Skyscanner — Learning to Rank for Flights
Skyscanner is a flight and travel search engine. Traditional flight search sorts results by price. Their LTR project aimed to rank results by predicted booking intent — surfacing the flights users actually buy, not just the cheapest option.
Key Insight
Price sort ≠ user intent. Users who sort by price often scroll past the cheapest flight and book something slightly pricier that better fits their schedule. Purchase completion is a cleaner relevance signal than clicks.
Technical Approach
Model: Logistic regression as initial experiments (deliberately simple — proves the concept before increasing complexity)
Features:
- User search history
- Behavioral signals (dwell, clicks, reformulations)
- Flight attributes (price, stops, duration, airline, departure/arrival times)
- Historical booking patterns for route + time segment
Labels: Binary relevance = purchase completion.

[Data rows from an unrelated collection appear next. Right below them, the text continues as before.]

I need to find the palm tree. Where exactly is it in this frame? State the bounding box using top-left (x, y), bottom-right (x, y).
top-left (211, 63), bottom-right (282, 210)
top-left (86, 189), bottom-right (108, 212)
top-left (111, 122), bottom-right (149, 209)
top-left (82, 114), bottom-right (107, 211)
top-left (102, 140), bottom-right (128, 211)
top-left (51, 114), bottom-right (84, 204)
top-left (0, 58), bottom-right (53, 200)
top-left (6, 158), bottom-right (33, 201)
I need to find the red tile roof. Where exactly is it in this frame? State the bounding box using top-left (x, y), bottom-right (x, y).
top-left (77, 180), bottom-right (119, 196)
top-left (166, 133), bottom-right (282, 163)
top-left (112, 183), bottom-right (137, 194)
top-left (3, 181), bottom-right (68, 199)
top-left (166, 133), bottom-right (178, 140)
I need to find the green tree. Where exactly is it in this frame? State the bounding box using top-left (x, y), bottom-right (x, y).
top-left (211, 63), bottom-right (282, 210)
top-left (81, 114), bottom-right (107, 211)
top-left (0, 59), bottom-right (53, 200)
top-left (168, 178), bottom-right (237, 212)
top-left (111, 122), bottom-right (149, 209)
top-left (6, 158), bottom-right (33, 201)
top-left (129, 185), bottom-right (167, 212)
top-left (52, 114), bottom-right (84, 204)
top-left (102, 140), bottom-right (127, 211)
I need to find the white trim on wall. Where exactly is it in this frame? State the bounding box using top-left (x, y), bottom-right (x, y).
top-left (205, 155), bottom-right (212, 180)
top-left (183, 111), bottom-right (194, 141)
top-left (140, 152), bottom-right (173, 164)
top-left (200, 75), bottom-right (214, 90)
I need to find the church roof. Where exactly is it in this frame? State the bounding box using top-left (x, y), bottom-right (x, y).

Clicks alone were noisy; completed bookings directly encode user satisfaction.
Evaluation
Offline: Mean Average Precision (MAP) and MRR — computed against held-out booking data.
Online: A/B test with three arms:
- ML ranking model
- Rule-based ranking (hand-tuned heuristics)
- Control (price sort)
ML model drove more purchases into the recommendation widget than the rule-based variant. No significant difference in search effort metrics (filtering/re-sorting frequency).
Lessons
- Purchase > click as relevance label — aligns training objective with the business metric that matters.
- Offline MAP predicted online conversion — in this case, offline metrics were a reliable proxy. (Not always true in search; worth validating.)
- Even simple LTR beats rule-based ranking — logistic regression on good features outperforms hand-tuned rules.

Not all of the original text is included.